On April 11, 2020, the Kane Show ended. After over a month of running with no morning DJ, iHeart announced that "THEjoeSHOW", hosted by Joe Carballo, Ashley Nics and Producer Jed from sister station WKQI in Detroit, would host mornings beginning June 1.

On January 25, 2021, to celebrate the Tampa Bay Buccaneers winning the NFC Championship Game and making history as the first team to play a Super Bowl at home, the station re-branded as "93-3 B-U-C." The "B-U-C" branding continued on the day after the Buccaneers won the game.
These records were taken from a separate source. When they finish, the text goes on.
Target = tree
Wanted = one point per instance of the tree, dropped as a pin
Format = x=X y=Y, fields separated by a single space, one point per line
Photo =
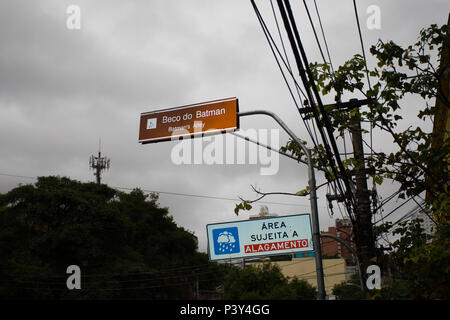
x=126 y=245
x=350 y=290
x=417 y=165
x=265 y=282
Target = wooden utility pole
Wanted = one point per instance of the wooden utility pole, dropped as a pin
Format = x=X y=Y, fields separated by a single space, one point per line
x=441 y=126
x=363 y=232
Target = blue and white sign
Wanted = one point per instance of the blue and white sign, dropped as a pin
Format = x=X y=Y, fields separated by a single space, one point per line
x=260 y=237
x=226 y=241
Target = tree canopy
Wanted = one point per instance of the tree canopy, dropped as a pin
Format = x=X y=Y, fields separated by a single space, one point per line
x=126 y=245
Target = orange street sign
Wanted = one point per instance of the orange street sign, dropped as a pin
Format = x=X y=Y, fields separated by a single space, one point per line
x=212 y=117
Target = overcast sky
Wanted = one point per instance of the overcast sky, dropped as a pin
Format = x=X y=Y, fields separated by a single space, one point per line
x=62 y=89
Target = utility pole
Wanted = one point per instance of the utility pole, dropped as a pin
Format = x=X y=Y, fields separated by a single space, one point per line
x=99 y=164
x=363 y=232
x=441 y=124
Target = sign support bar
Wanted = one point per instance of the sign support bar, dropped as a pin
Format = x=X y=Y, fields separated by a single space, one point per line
x=313 y=197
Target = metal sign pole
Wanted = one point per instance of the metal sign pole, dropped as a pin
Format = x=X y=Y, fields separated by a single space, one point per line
x=313 y=198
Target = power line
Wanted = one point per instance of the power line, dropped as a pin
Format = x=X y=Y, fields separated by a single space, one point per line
x=176 y=193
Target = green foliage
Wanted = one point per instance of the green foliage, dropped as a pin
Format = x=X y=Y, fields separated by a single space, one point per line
x=130 y=244
x=420 y=268
x=416 y=165
x=350 y=290
x=265 y=282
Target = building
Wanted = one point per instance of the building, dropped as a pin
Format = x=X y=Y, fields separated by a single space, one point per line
x=334 y=270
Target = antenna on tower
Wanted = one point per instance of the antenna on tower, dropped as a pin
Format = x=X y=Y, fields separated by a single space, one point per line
x=99 y=163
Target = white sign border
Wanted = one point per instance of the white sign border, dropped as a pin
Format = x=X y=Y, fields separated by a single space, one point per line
x=227 y=257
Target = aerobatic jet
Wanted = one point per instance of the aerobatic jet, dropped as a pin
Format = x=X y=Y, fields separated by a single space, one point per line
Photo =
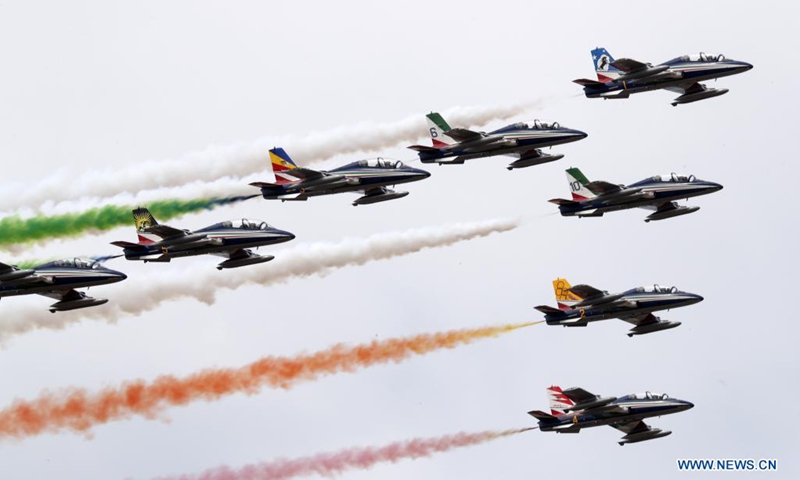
x=618 y=79
x=658 y=193
x=574 y=409
x=371 y=177
x=58 y=280
x=453 y=146
x=582 y=304
x=231 y=239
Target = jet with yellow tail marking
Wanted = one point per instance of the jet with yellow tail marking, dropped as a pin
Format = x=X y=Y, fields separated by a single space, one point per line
x=370 y=177
x=581 y=304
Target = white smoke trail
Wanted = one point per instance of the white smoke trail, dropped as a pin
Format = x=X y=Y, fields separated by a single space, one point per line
x=236 y=160
x=202 y=283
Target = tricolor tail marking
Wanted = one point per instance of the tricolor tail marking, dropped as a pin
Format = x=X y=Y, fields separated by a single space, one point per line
x=143 y=220
x=564 y=297
x=281 y=163
x=578 y=185
x=558 y=401
x=438 y=127
x=602 y=65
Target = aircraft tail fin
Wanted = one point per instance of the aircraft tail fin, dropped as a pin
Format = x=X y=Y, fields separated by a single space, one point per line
x=438 y=127
x=143 y=220
x=578 y=184
x=602 y=65
x=564 y=297
x=558 y=401
x=281 y=163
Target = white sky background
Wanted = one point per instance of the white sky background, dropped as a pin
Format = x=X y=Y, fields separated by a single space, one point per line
x=91 y=84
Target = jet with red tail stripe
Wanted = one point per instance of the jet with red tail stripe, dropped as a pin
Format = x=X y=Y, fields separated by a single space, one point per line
x=574 y=409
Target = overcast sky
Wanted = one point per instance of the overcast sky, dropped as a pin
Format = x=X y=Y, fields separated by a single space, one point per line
x=96 y=84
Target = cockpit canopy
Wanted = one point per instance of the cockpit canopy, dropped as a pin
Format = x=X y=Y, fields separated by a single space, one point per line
x=82 y=263
x=675 y=177
x=380 y=162
x=657 y=289
x=646 y=396
x=243 y=224
x=703 y=57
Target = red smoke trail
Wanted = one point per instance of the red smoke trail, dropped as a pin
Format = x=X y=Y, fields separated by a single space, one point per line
x=79 y=410
x=330 y=464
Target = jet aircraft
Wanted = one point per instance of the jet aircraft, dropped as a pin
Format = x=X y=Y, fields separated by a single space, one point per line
x=58 y=280
x=574 y=409
x=618 y=79
x=453 y=146
x=658 y=193
x=231 y=239
x=371 y=177
x=581 y=304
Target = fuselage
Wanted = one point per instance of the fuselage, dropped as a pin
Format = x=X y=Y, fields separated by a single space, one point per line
x=637 y=301
x=629 y=408
x=655 y=190
x=679 y=72
x=354 y=177
x=219 y=238
x=62 y=275
x=511 y=139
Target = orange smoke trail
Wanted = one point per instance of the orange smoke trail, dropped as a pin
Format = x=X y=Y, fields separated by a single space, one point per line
x=78 y=410
x=330 y=464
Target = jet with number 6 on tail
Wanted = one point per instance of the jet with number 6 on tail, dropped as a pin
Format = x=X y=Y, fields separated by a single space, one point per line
x=231 y=239
x=454 y=146
x=658 y=193
x=582 y=304
x=574 y=409
x=370 y=177
x=618 y=79
x=58 y=280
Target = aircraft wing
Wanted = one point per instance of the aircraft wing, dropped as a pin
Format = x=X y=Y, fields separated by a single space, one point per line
x=640 y=319
x=304 y=174
x=464 y=135
x=579 y=395
x=603 y=188
x=636 y=426
x=687 y=87
x=628 y=65
x=586 y=291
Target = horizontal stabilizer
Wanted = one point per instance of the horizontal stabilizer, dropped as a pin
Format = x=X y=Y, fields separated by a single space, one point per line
x=562 y=201
x=423 y=148
x=540 y=415
x=548 y=310
x=588 y=83
x=130 y=245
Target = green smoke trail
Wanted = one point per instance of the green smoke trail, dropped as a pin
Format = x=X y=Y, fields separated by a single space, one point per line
x=17 y=230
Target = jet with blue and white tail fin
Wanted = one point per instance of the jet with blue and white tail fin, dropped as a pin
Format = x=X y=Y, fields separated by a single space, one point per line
x=574 y=409
x=371 y=177
x=618 y=79
x=657 y=193
x=454 y=146
x=582 y=304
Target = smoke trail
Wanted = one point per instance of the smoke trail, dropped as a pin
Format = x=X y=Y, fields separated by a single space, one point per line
x=203 y=282
x=15 y=229
x=240 y=159
x=360 y=458
x=79 y=410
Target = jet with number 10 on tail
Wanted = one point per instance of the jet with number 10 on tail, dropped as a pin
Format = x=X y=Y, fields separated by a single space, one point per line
x=58 y=280
x=453 y=146
x=618 y=79
x=231 y=239
x=582 y=304
x=574 y=409
x=658 y=193
x=370 y=177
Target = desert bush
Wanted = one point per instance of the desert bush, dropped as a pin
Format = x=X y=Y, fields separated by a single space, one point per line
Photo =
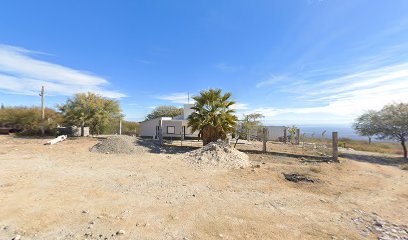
x=27 y=120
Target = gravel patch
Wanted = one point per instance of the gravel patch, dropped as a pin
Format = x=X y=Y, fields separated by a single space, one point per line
x=218 y=154
x=119 y=144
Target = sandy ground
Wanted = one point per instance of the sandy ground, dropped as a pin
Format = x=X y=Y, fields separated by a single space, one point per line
x=66 y=192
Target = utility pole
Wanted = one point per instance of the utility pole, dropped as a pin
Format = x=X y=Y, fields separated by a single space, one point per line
x=42 y=110
x=120 y=126
x=42 y=103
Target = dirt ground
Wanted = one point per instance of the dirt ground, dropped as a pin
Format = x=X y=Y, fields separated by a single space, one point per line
x=64 y=191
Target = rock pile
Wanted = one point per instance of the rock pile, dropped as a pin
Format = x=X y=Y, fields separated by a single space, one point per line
x=371 y=224
x=118 y=144
x=218 y=154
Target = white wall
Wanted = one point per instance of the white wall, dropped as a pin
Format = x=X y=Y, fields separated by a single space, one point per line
x=275 y=132
x=148 y=128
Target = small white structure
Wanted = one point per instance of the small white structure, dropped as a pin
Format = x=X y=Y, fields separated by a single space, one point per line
x=276 y=133
x=56 y=140
x=175 y=127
During Hurricane Milton in 2024, WFLZ simulcasted the audio of WFLA-TV's live news coverage. The iHeart-specific coverage that aired statewide aired in Tampa on the other stations in the cluster.

==WFLZ-FM HD2==
WFLZ-FM's HD2 subchannel, which signed on in 2006, programmed a dance music format. At the start, it was launched as an extension of WFLZ's popular weekend mix show The House Party. In 2015 the subchannel switched to the "Evolution" EDM brand, but customized for Tampa-area listeners, billed as "Evolution 93.3 Tampa Bay." The subchannel also served as a reporter to Billboard's Dance/Mix Show Airplay Chart, in part due to having more of local content apart from the national "Evolution" network.

On June 26, 2019, WFLZ-FM-HD2 flipped to iHeart's "Pride Radio" format targeting the LGBTQ community, while Evolution moved to a newly created HD3 subchannel. "Evolution 93.3" has since been replaced with the national "Evolution" radio network as the flagship station.